After the crowd responded with a standing ovation, Warren added: “I’ll be respectful of you, and I believe you when you say you’re respectful of me. We may have a difference about the view about the federal government on this issue, but boy I sure would like to think about the parts we come together on — on the importance of investing in every single baby in this country.”

Not to be outdone, former Vice President Joe Biden, a Catholic, visited Corinthian Baptist Church in Des Moines on Sunday. Parishioners at the historically African American church prayed over him.

“(I pray) in the name of Jesus … every day that (Biden) gets up, oh Lord, that you direct his path, that you direct his steps,” a woman said, while others laid hands on Biden. “There are so many things coming against him. You said the blood of Jesus will protect him as he goes throughout this United States in the name of Jesus. Oh father God, put a hedge of protection around him, let no harm or danger come near him or his family.”
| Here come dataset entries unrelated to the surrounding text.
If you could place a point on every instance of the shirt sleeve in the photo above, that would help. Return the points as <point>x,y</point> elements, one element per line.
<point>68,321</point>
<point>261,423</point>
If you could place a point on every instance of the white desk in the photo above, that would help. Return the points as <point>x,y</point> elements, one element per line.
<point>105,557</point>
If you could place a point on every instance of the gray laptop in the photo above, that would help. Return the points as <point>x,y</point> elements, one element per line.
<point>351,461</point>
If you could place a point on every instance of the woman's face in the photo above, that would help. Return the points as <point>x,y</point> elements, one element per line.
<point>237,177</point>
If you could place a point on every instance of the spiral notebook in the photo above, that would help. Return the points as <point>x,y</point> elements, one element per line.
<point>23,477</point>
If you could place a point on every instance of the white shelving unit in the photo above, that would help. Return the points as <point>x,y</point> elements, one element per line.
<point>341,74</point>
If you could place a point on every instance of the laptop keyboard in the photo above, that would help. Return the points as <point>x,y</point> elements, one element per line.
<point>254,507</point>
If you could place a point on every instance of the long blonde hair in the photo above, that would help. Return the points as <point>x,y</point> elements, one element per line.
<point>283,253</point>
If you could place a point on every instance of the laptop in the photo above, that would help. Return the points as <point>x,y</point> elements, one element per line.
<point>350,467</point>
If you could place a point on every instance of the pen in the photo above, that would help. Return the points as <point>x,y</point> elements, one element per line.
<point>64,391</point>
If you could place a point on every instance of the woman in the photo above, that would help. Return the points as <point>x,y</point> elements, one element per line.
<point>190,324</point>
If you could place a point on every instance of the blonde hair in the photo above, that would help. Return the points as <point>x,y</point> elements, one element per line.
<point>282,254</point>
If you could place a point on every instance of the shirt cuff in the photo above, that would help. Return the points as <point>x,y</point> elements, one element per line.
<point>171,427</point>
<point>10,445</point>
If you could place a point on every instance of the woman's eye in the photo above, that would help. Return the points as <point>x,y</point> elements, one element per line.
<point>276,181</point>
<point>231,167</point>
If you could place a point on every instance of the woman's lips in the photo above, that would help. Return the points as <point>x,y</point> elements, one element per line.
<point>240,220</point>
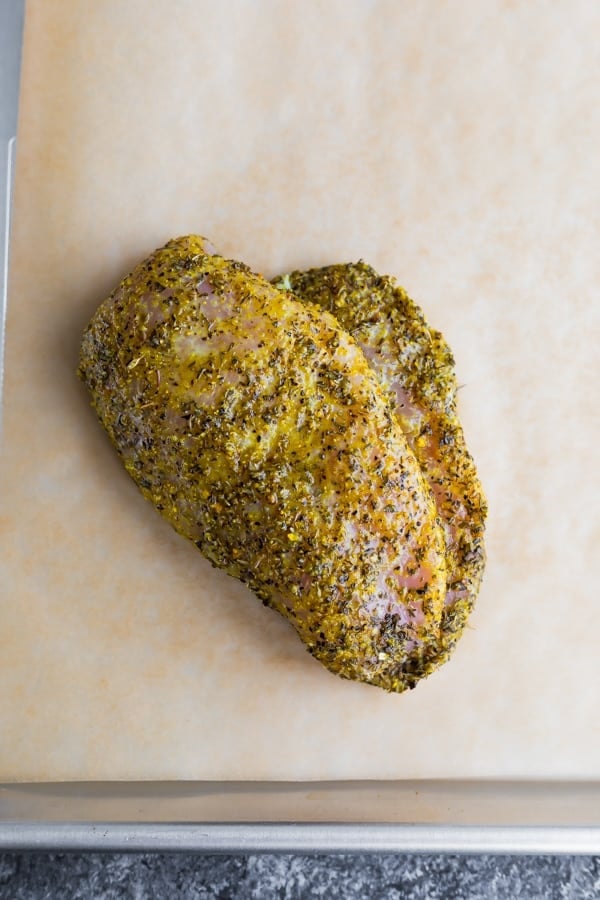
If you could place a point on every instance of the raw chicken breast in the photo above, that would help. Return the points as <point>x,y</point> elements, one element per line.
<point>256,426</point>
<point>415,367</point>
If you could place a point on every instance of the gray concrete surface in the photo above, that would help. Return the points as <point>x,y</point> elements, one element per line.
<point>291,877</point>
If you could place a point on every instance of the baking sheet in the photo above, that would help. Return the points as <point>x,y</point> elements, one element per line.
<point>449,144</point>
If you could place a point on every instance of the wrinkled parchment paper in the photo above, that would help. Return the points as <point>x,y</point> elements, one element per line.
<point>453,145</point>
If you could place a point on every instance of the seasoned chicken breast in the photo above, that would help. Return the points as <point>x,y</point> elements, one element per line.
<point>255,425</point>
<point>415,366</point>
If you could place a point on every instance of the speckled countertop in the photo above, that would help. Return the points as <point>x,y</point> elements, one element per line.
<point>427,877</point>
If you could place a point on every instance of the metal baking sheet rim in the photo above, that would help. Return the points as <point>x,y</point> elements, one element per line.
<point>224,817</point>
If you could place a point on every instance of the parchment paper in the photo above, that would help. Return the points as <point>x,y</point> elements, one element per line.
<point>453,145</point>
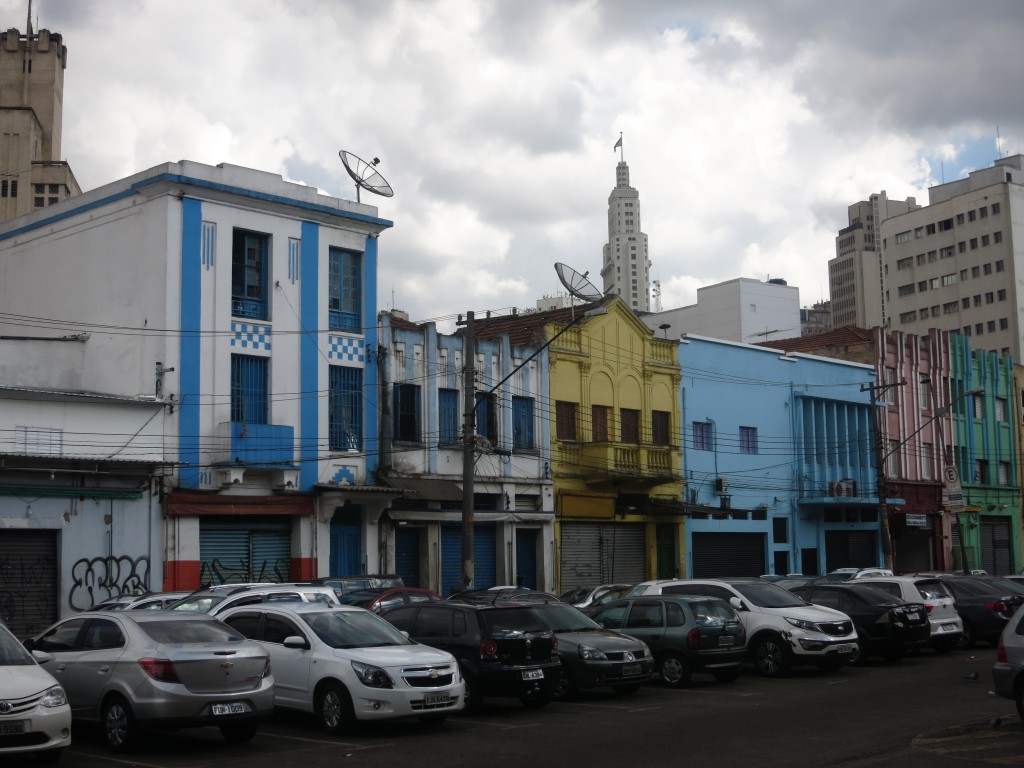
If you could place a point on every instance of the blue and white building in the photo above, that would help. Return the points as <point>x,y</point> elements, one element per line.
<point>241,309</point>
<point>778,459</point>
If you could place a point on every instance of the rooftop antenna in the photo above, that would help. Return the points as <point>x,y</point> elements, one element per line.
<point>366,175</point>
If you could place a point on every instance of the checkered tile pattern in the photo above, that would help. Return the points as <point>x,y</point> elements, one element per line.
<point>344,476</point>
<point>346,349</point>
<point>250,336</point>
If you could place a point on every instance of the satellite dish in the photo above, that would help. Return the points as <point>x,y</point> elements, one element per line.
<point>577,284</point>
<point>365,175</point>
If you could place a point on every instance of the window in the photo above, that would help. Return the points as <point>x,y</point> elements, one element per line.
<point>407,413</point>
<point>249,274</point>
<point>448,417</point>
<point>630,420</point>
<point>660,422</point>
<point>599,421</point>
<point>486,416</point>
<point>522,423</point>
<point>344,290</point>
<point>345,409</point>
<point>250,399</point>
<point>701,435</point>
<point>748,439</point>
<point>565,421</point>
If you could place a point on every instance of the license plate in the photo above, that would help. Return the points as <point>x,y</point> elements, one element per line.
<point>236,708</point>
<point>8,729</point>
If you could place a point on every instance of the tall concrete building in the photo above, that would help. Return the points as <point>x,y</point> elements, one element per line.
<point>32,173</point>
<point>955,263</point>
<point>626,268</point>
<point>855,274</point>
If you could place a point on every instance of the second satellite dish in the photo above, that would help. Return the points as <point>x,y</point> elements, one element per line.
<point>365,175</point>
<point>577,284</point>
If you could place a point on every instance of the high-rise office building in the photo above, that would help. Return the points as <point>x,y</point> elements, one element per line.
<point>32,173</point>
<point>855,274</point>
<point>626,268</point>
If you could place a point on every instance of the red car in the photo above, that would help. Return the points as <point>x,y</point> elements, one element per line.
<point>379,600</point>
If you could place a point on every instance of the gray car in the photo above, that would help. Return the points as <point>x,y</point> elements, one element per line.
<point>155,669</point>
<point>1008,672</point>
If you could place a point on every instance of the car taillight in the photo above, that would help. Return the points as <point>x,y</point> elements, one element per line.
<point>693,639</point>
<point>160,669</point>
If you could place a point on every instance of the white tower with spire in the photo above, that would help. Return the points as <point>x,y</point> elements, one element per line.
<point>626,268</point>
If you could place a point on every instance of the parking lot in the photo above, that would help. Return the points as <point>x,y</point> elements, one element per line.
<point>930,710</point>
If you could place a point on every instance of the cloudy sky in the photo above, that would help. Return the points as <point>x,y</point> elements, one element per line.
<point>749,126</point>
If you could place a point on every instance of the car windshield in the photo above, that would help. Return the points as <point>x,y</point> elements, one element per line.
<point>768,595</point>
<point>565,619</point>
<point>12,653</point>
<point>197,631</point>
<point>353,629</point>
<point>198,603</point>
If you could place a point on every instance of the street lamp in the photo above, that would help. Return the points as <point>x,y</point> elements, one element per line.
<point>469,429</point>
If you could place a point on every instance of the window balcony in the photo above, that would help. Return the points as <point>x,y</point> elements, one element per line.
<point>262,445</point>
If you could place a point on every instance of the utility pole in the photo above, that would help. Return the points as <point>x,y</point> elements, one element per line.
<point>468,446</point>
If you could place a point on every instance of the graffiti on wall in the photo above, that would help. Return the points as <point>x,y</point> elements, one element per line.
<point>244,570</point>
<point>97,579</point>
Signs suggest the God-talk is unlikely to let up as candidates enter the final stretch before the Iowa caucus on Feb. 3. At least five presidential hopefuls — New Jersey Sen. Cory Booker, former congressman John Delaney, spiritual author Marianne Williamson, independent Candidate Mark Charles and Republican candidate Bill Weld — are slated to speak at the Vote Common Good forum hosted in Des Moines Jan. 9-11, which is facilitated by a group of religious progressives.

Organizers said Biden, Minnesota Sen. Amy Klobuchar and Vermont Sen. Bernie Sanders have yet to respond.